Deuxième veille : les divertissements du soir

Comme dans la célèbre fresque de Botticelli (1483-1485), Vénus s’avance, accompagnée des trois Grâces. Le battement sourd du tonnant (grosse caisse) introduit une danse chaotique agitée par une musique de Louis Constantin (1585 ?-1657). Elu « roi des violons » en 1624, ce souverain des archets fait glisser des danseurs aux larges robes noires sur une scène envahie par un brouillard dense. Divinités du destin et sœurs des Heures, ces Parques figurent les désordres de la nuit traversés par les crissements inquiétants des violons. Survient Vénus qui s’empresse de chasser ces « ennemis de la joie ». La voix cristalline et ardente de Caroline Dangin-Bardot est touchante mais peine à s’imposer face à un continuo débordant.
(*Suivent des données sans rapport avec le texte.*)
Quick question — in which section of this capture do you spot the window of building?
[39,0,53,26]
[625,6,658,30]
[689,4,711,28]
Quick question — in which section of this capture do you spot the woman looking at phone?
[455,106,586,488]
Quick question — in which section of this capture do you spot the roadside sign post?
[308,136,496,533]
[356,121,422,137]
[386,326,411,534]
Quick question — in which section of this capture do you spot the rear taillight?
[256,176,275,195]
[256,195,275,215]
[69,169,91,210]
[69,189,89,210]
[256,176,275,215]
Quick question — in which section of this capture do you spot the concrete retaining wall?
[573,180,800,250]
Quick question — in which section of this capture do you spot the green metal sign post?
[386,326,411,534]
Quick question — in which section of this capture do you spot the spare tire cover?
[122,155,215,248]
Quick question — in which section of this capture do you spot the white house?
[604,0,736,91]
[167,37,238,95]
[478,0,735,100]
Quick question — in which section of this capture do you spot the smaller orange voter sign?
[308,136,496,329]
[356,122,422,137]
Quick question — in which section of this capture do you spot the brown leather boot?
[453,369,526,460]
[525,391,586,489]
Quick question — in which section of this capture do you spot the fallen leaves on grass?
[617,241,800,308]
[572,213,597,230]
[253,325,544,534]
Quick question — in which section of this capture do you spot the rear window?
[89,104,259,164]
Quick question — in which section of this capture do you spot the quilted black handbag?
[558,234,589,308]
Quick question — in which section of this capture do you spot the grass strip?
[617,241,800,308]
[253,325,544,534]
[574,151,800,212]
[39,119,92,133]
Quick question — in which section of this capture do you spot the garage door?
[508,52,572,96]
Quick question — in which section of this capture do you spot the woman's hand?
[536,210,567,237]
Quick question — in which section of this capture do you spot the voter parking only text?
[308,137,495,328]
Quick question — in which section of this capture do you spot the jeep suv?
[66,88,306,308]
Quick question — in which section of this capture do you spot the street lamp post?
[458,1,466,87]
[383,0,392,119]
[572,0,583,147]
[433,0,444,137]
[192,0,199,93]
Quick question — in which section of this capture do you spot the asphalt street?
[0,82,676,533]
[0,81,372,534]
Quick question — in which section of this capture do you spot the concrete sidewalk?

Heureusement, la prise de son corrige ce léger déséquilibre sur le CD. Cet air de Jean de Cambefort chante la gloire du « jeune Louis, le plus Grand des Monarques » et préfigure ces Prologues d’opéras qu’imposera bientôt Lully. Sa construction mêle des passages solistes aux chœurs en imitation chargés d’amplifier le message portés par le solo ou un duo. Bientôt apparaît Louis, vêtu d’un banyan (robe d’intérieur pour homme) écarlate. Il est suivi par des serviteurs de la nuit dont le visage est couvert d’un voile en tulle noire. Lentement, il est dépouillé de ses vêtements, découvrant un physique athlétique éblouissant. La scène magnifie un jeune prince prometteur mis à nu (ou presque) pour marquer sa soumission « à la puissance… de ce Dieu dont jamais on n’évite les coups ». Pendant qu’il s’allonge sur le plateau en signe d’humilité, deux airs accompagnent l’entrée des Trois Grâces. Sur scène, le monde des romans de chevalerie s’anime dans deux tableaux : la figuration de hautes murailles des forteresses médiévales par deux rangs de voltigeurs debout sur les épaules de solides porteurs et une danse du sabre au dénouement sanglant. Sans transition, les Grâces célèbrent Vénus dans un dialogue s’achevant en un attendrissant trio. Michel Lambert est l’auteur de cet hymne à la beauté dans lequel le continuo duveteux contraste avec l’aigu tranché des trois voix du dessus.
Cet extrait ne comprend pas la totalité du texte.